URROS
NA NOITE
Dídimo
Heleno Póvoa Aires*
Houve
um tempo em que, como ainda não existia televisão em Dianópolis, o
pessoal costumava dormir cedo, após alguns dedos de prosa que se travava
nas portas das casas, onde os vizinhos e amigos se reuniam.
Contou-me
tia Ivone que ela e o marido, tio Gérson, ainda no início de seu bem
consolidado casamento, protagonizaram um episódio hilário. Ao lado de
sua casa, moravam o Dr. Sampaio (nome fictício, para preservar a
identidade), e sua esposa, uma mulher de meia idade, aparentemente tímida
e retraída.
Lá
pelas tantas, tia Ivone foi surpreendida por alguns gritos que vinham da
casa vizinha. Os urros continuaram de forma ininterrupta, até que a voz
da senhora Sampaio foi reconhecida. Assustada, tia Ivone acordou tio Gérson,
para dizer-lhe que a mulher devia estar passando muito mal, pois
a gemedeira não cessava.
Levantaram
e se dirigiram até a casa dos vizinhos. Batidas e mais batidas na porta
fizeram com que os gritos diminuíssem. Depois de muito tempo, aparece o
Dr. Sampaio, todo assustado, cabelo desgrenhado, voz trêmula e um fio de
suor escorrendo pela testa.
Pois
não? – Disse o homem, sem entender o que fazia ali, naquela hora da
noite, o casal de vizinhos. Diante da embaraçosa cena, tia Ivone disse: -
Sabe o que é, Dr. Sampaio, eu e o Gérson estávamos deitados, quando
ouvimos alguns gritos e então pensamos que fossem da sua senhora e
resolvemos vir até aqui, imaginando que vocês pudessem estar precisando
de alguma coisa.
Nitidamente
nervoso, o Dr. Sampaio disse que não se preocupassem, pois estava tudo
bem. Incrédula, tia Ivone se dispôs a subir até o quarto do casal, para
conferir de perto o estado da esposa do vizinho. Chegando lá, encontrou a
pobre senhora com a respiração curta, numa mistura de êxtase e
constrangimento, toda suada e descabelada, a coberta sobre o corpanzil e
um olhar esbugalhado.
Ao
lado da cama, tia Ivone avistou um monte de papel higiênico, que jazia
inerte. Embaraçada, percebeu o vexame que acabara de cometer, pois o
casal Sampaio havia sido interrompido no meio de um animalesco ato sexual.

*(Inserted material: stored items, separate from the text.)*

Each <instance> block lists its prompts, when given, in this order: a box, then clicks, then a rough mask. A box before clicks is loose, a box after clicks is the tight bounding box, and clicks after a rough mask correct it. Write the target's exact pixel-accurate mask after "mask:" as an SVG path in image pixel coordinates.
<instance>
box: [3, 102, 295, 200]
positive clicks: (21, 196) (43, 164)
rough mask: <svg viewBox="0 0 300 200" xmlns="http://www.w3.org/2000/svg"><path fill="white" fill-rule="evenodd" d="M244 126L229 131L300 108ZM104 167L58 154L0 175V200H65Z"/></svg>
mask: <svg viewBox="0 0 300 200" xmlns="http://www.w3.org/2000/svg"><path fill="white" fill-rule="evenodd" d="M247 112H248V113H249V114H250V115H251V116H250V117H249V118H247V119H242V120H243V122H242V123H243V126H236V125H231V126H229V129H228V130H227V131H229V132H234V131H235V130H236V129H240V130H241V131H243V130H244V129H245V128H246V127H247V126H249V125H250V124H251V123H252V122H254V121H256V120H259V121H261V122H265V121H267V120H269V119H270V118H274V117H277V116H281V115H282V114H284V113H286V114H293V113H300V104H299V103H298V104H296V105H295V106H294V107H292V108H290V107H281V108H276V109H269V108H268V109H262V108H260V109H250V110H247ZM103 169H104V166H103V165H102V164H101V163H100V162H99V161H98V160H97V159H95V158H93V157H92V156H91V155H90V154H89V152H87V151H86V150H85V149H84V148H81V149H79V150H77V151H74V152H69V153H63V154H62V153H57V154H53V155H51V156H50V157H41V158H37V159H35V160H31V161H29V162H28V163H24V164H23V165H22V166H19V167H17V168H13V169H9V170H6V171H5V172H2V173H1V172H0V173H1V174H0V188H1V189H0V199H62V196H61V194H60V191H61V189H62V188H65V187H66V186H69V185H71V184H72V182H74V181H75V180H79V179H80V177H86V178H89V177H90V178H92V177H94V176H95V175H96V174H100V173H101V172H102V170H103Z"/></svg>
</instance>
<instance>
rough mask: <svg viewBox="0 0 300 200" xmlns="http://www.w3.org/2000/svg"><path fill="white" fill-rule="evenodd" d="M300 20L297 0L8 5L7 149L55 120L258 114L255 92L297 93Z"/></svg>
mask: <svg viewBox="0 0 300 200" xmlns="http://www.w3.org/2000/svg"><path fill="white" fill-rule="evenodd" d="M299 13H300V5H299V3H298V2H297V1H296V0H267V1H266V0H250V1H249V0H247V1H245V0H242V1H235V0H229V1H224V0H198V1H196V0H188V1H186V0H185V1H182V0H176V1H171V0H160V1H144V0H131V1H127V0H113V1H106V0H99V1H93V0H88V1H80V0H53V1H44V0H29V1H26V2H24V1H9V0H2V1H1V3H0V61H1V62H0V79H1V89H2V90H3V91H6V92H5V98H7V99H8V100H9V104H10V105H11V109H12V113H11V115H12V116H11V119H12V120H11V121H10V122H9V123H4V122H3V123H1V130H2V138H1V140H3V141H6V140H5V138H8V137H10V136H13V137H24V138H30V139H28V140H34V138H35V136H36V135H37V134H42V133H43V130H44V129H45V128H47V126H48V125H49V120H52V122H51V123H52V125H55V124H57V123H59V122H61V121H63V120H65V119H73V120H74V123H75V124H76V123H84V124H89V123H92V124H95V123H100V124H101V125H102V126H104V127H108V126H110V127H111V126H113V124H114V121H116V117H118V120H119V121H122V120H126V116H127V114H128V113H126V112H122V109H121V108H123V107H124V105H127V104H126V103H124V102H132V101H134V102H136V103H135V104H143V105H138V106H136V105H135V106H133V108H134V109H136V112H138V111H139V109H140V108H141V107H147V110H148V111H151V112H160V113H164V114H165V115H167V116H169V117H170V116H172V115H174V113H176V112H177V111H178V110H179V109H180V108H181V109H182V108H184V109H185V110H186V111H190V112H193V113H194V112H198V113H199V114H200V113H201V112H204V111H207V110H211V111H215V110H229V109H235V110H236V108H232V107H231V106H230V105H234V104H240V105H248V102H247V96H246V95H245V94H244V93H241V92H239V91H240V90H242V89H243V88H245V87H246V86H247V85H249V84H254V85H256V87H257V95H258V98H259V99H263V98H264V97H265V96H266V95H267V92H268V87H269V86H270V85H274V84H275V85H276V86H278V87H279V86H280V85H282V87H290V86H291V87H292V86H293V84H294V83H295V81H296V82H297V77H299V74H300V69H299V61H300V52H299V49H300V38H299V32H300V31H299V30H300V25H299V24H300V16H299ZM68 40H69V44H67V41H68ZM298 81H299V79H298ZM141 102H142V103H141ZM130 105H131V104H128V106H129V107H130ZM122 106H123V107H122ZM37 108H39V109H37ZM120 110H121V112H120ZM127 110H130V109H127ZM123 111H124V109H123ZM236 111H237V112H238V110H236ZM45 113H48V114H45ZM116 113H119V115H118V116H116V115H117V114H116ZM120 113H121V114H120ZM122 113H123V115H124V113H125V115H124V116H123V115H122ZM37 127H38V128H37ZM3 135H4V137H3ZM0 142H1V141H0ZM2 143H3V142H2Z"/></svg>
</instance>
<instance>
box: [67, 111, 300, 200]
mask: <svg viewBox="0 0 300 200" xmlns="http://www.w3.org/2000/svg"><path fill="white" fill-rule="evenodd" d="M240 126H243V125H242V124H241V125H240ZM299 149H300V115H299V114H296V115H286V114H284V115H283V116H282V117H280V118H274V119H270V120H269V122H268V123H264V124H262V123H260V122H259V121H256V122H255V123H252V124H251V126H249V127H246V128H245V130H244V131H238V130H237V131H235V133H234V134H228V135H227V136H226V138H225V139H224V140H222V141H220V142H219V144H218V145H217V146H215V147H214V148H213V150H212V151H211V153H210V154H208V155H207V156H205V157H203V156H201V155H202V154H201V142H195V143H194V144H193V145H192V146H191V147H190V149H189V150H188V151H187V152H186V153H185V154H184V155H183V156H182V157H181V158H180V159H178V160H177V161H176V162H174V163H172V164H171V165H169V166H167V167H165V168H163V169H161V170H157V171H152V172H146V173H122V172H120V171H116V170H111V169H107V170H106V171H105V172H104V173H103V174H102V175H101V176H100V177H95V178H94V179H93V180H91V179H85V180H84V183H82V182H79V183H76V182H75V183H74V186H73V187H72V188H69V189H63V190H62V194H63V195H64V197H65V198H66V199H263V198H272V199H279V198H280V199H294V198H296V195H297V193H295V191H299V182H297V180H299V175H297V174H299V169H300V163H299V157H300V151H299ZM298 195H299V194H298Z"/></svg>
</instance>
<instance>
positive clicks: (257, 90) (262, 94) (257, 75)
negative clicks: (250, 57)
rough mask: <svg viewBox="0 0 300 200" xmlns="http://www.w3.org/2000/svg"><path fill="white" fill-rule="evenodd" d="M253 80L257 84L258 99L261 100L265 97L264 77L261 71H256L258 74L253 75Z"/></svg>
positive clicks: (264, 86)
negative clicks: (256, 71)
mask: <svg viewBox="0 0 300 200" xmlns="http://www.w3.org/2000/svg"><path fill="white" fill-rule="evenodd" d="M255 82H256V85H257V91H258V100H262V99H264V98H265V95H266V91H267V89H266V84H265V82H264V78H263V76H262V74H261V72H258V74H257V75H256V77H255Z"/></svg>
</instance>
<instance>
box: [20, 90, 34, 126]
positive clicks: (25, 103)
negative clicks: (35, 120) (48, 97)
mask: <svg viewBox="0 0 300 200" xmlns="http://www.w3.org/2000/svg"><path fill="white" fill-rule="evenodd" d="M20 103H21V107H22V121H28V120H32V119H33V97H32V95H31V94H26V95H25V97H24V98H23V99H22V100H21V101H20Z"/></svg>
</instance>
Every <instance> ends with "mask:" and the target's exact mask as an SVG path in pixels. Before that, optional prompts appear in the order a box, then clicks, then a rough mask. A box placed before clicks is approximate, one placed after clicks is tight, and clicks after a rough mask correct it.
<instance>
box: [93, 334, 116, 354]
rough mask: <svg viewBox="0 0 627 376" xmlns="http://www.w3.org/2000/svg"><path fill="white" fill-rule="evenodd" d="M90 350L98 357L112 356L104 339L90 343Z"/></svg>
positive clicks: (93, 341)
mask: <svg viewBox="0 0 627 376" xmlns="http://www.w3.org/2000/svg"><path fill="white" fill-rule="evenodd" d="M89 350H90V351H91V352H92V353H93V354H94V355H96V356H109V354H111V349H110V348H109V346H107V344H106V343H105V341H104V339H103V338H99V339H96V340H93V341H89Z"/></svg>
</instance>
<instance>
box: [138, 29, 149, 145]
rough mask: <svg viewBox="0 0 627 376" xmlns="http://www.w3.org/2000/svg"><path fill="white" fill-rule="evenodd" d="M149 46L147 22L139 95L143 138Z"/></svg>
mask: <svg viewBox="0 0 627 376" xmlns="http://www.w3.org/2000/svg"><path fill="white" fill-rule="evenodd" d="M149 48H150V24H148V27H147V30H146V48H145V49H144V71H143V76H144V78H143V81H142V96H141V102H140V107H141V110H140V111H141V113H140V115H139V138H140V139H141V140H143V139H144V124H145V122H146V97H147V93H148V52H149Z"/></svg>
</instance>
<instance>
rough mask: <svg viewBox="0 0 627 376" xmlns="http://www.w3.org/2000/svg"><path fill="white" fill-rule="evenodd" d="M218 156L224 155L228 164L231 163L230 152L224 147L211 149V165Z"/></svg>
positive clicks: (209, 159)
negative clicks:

Naquele clima erótico, um odor característico de corpos suados exalava
por todo o quarto, denunciando a recente orgia dos amantes. Segundo tia
Ivone, sua vontade, naquele momento, era de sumir, desaparecer, exalar,
escafeder-se de tanta vergonha.
Passados
muitos dias, os vizinhos ainda não conseguiam se encarar. Com o tempo, a
convivência voltou ao normal. Mas, para tia Ivone, era difícil imaginar
que aquela senhora, tão recatada e aparentemente tímida, fosse capaz de
se transformar numa mulher fogosa e escandalosa entre quatro paredes.
Naquela altura dos acontecimentos, os gritos da senhora Sampaio começaram
a fazer parte das noites, até então tranqüilas, da minha cidade.
Depois,
descobriram que o casal mantinha o hábito de praticar sexo três vezes
por semana, sem falta. No dia seguinte, a vizinha ninfomaníaca voltava a
ser aquela mulher tímida e recatada e todos fingiam que nada havia
acontecido, afinal sexo é sexo e nessa hora, em nome do prazer, qualquer
um tem o direito de perder as estribeiras.